Zach Klein (born September 26, 1982) is an American entrepreneur and investor, and the co-founder of Vimeo. In addition to Vimeo, he co-founded the children's learning website DIY.org and worked as an executive at Boxee, Skillshare, and as CEO of Dwell. Known for design of healthy digital communities, he has taught Interaction Design at the School of Visual Arts.

== Education ==
Klein spent his earliest years in Western New York and later lived in Fort Wayne, Indiana, where he attended Bishop Luers High School. He is a graduate of Wake Forest University where he was a studio art major.

== Career ==
He was a partner at Connected Ventures, which founded and operated CollegeHumor. He was a faculty member at the School of Visual Arts, where he taught in the MFA program in Interaction Design.

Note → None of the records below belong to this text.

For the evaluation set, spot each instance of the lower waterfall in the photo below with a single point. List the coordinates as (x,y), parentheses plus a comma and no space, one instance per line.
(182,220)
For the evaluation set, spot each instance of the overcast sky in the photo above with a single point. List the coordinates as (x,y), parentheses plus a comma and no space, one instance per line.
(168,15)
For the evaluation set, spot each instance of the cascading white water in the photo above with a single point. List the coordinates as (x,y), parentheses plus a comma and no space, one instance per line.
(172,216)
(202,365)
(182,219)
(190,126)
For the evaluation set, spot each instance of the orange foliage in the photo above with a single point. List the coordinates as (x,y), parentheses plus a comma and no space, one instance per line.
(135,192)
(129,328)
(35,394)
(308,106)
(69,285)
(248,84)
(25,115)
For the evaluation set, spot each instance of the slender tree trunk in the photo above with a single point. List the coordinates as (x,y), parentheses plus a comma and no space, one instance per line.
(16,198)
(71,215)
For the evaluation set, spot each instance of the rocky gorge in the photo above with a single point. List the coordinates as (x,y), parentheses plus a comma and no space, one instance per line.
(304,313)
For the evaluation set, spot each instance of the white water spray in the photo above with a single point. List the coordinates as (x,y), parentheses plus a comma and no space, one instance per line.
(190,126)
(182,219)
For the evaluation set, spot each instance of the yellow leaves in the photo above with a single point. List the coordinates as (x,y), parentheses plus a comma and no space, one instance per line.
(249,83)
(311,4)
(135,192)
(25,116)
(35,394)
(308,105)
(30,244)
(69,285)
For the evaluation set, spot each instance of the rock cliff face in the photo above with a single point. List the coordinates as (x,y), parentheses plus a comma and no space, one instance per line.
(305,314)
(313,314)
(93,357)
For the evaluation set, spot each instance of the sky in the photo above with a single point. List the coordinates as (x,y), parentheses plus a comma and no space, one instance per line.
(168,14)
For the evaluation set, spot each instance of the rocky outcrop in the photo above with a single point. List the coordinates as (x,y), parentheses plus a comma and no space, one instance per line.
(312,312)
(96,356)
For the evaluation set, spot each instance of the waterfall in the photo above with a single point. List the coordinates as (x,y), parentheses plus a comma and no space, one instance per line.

Klein created the Cabin Porn phenomenon, which was initially an online project "created by a group of friends to inspire their own homebuilding" but grew into a global phenomenon, attracting thousands of submissions from fellow cabin builders.

In February 2020, Klein was appointed as CEO of the design and technology brand Dwell.

== Selected publications ==
In 2015, Klein published the Cabin Porn photo-book followed by Cabin Porn: Inside in 2020.